なぜ、小売店は「ついで買い」を狙うのか

 以前大手ショッピングモールで店舗マネジャーの研修を行った。その際のポイントは、お客さま満足度を上げ、売上を上げられるスタッフを育成すること。
 お客さま満足については、どの業界でも同じ、基本をしっかりと行うということ。売上向上については、ショップごとに多少の違いがあるが、キャンペーンやセール、目玉商品の告知などを展開し、それを常に意識し販売に結び付けることだ。
 常に意識するとは、ちょうど良いタイミングで「ついで買い」を提案すること。
 店内の商品を見ているお客さまに声をかけるのは難しい。
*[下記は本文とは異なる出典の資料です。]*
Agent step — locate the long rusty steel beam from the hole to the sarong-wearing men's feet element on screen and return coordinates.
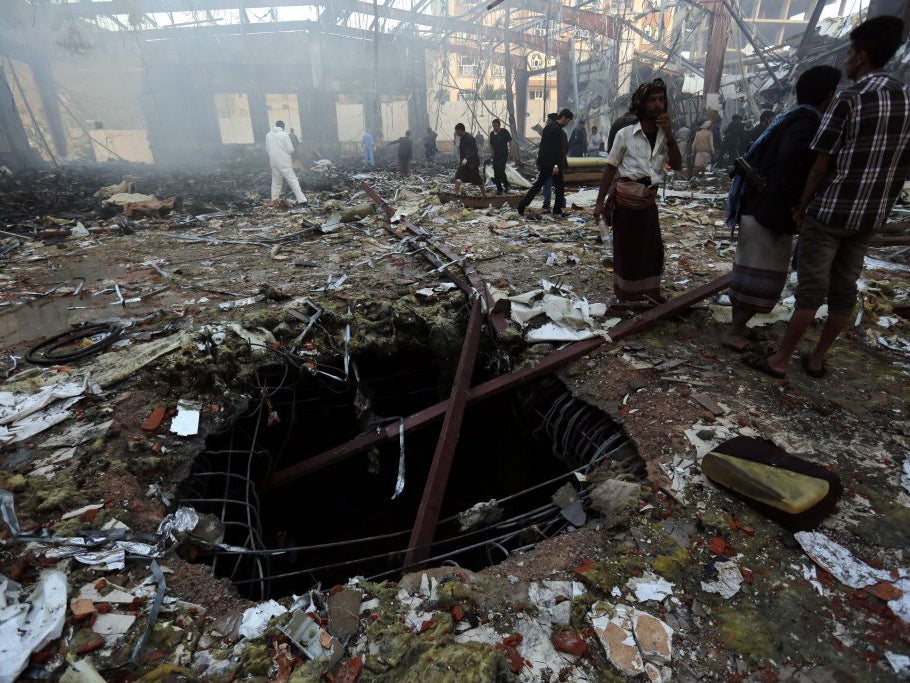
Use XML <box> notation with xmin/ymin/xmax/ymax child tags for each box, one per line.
<box><xmin>259</xmin><ymin>273</ymin><xmax>732</xmax><ymax>491</ymax></box>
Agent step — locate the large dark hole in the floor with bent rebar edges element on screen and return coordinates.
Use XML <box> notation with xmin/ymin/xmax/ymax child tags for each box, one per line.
<box><xmin>180</xmin><ymin>349</ymin><xmax>641</xmax><ymax>599</ymax></box>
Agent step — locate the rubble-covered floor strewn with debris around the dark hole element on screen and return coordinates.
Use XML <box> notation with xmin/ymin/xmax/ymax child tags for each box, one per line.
<box><xmin>0</xmin><ymin>156</ymin><xmax>910</xmax><ymax>681</ymax></box>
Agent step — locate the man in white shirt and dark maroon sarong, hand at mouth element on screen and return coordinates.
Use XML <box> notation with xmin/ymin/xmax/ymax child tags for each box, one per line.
<box><xmin>594</xmin><ymin>78</ymin><xmax>682</xmax><ymax>301</ymax></box>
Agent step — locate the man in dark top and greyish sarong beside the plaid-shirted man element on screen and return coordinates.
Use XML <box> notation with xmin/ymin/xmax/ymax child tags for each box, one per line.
<box><xmin>721</xmin><ymin>66</ymin><xmax>841</xmax><ymax>351</ymax></box>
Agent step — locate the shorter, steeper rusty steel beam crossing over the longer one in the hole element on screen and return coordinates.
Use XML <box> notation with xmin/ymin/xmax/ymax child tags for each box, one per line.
<box><xmin>404</xmin><ymin>297</ymin><xmax>483</xmax><ymax>566</ymax></box>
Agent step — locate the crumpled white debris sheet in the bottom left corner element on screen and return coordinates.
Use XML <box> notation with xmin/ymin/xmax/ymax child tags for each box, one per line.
<box><xmin>0</xmin><ymin>569</ymin><xmax>66</xmax><ymax>683</ymax></box>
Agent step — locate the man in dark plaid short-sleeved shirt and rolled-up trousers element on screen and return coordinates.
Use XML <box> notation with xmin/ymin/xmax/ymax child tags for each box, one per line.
<box><xmin>744</xmin><ymin>16</ymin><xmax>910</xmax><ymax>378</ymax></box>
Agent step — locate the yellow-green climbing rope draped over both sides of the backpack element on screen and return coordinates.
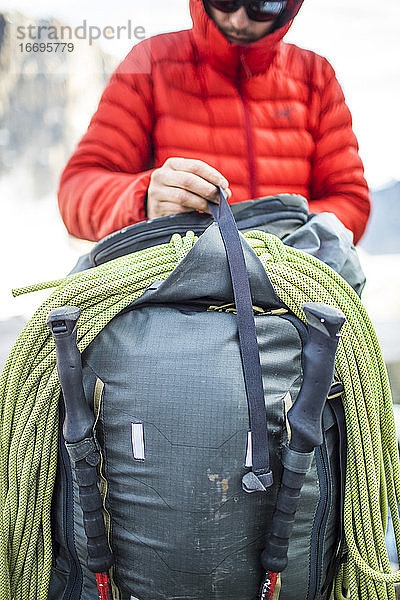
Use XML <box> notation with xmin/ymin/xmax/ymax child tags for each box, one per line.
<box><xmin>0</xmin><ymin>231</ymin><xmax>400</xmax><ymax>600</ymax></box>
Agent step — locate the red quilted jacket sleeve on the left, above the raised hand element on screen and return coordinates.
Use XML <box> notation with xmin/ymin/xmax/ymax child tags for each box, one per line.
<box><xmin>58</xmin><ymin>44</ymin><xmax>153</xmax><ymax>240</ymax></box>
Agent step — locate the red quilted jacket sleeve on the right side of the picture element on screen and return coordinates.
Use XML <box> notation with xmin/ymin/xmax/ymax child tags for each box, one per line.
<box><xmin>310</xmin><ymin>59</ymin><xmax>370</xmax><ymax>243</ymax></box>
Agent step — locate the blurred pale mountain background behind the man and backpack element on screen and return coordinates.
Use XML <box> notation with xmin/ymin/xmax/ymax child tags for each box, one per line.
<box><xmin>0</xmin><ymin>0</ymin><xmax>400</xmax><ymax>402</ymax></box>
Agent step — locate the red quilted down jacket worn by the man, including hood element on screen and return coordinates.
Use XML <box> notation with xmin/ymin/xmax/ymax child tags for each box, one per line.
<box><xmin>59</xmin><ymin>0</ymin><xmax>370</xmax><ymax>242</ymax></box>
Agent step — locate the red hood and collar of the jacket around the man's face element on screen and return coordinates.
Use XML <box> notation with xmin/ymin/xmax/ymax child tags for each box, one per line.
<box><xmin>189</xmin><ymin>0</ymin><xmax>304</xmax><ymax>77</ymax></box>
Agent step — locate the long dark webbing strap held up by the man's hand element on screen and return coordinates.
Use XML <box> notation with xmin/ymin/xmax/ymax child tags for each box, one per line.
<box><xmin>208</xmin><ymin>188</ymin><xmax>273</xmax><ymax>492</ymax></box>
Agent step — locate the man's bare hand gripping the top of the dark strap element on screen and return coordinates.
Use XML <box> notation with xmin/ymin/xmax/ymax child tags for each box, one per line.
<box><xmin>147</xmin><ymin>158</ymin><xmax>232</xmax><ymax>219</ymax></box>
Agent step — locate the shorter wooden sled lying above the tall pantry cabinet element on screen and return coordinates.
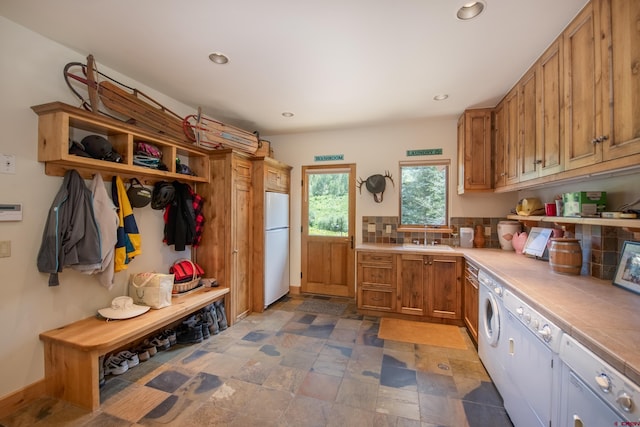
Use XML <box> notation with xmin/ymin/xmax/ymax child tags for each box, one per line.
<box><xmin>182</xmin><ymin>108</ymin><xmax>260</xmax><ymax>154</ymax></box>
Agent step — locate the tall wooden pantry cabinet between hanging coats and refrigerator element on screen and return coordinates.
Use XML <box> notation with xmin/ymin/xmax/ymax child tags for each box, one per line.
<box><xmin>195</xmin><ymin>150</ymin><xmax>253</xmax><ymax>324</ymax></box>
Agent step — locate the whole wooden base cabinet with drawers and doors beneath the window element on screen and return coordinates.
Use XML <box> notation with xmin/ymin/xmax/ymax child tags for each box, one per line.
<box><xmin>357</xmin><ymin>251</ymin><xmax>464</xmax><ymax>325</ymax></box>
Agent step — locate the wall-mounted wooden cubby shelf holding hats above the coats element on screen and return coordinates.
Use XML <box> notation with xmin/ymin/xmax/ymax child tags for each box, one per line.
<box><xmin>31</xmin><ymin>102</ymin><xmax>210</xmax><ymax>184</ymax></box>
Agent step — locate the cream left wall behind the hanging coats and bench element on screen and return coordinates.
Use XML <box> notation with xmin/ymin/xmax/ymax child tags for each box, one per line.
<box><xmin>0</xmin><ymin>17</ymin><xmax>194</xmax><ymax>398</ymax></box>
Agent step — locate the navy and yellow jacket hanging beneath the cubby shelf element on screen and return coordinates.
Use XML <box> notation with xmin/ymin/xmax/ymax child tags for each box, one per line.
<box><xmin>111</xmin><ymin>176</ymin><xmax>142</xmax><ymax>272</ymax></box>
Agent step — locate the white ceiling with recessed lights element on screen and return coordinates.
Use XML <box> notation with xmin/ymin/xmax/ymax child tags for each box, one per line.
<box><xmin>0</xmin><ymin>0</ymin><xmax>587</xmax><ymax>135</ymax></box>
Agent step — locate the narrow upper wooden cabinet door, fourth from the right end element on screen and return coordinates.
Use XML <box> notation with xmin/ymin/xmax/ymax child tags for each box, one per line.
<box><xmin>518</xmin><ymin>67</ymin><xmax>542</xmax><ymax>182</ymax></box>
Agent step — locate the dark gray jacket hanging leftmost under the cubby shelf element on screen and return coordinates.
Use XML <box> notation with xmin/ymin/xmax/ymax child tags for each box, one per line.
<box><xmin>38</xmin><ymin>169</ymin><xmax>101</xmax><ymax>286</ymax></box>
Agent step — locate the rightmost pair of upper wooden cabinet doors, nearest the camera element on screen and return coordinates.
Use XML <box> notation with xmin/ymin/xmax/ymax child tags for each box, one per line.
<box><xmin>564</xmin><ymin>0</ymin><xmax>640</xmax><ymax>169</ymax></box>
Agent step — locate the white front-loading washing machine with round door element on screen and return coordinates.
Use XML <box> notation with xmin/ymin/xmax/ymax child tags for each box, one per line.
<box><xmin>478</xmin><ymin>270</ymin><xmax>512</xmax><ymax>397</ymax></box>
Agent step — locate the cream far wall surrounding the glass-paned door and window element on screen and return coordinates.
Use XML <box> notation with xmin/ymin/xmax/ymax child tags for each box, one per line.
<box><xmin>265</xmin><ymin>121</ymin><xmax>517</xmax><ymax>285</ymax></box>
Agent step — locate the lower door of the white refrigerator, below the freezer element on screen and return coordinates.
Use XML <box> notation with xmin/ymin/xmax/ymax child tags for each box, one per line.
<box><xmin>264</xmin><ymin>228</ymin><xmax>289</xmax><ymax>307</ymax></box>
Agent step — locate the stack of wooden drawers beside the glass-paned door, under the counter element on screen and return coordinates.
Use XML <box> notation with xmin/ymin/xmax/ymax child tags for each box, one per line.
<box><xmin>357</xmin><ymin>252</ymin><xmax>397</xmax><ymax>312</ymax></box>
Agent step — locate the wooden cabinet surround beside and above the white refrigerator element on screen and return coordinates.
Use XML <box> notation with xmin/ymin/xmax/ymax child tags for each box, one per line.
<box><xmin>251</xmin><ymin>157</ymin><xmax>291</xmax><ymax>313</ymax></box>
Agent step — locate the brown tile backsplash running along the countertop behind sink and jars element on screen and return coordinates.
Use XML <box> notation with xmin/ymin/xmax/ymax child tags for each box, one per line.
<box><xmin>362</xmin><ymin>216</ymin><xmax>634</xmax><ymax>280</ymax></box>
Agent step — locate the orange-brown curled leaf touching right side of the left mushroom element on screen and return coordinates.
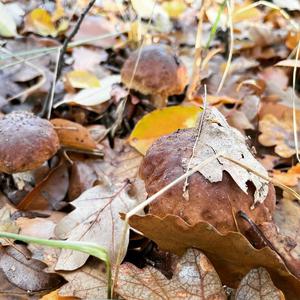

目当ての物を買っていただくだけでも難しいのに、キャンペーンなど、こちらの提案する商品を勝手にお勧めするとなると、ハードルはさらに上がる。
 しかし、何かしら購入を決意して会計に進むタイミングで、関連商品を勧めるのは案外やり易い。優れた販売員の方々は、提案しやすいその瞬間を逃さない。
 彼らはお客さまのちょうど良いタイミングを計りながら、「ついで買い」を提案する。 商品説明の際にお客さまから聞いた本音や何気ないヒトコトから、本心では欲しいと思われる商品を「ついでに」購入したらどうかと勧める。お客さまの意識でも、第三者から勧められると、それはわがままな自己欲求ではなく、購入を正当化するものとなって購入への障害がなくなり、購入する。だから客単価が跳ね上がる。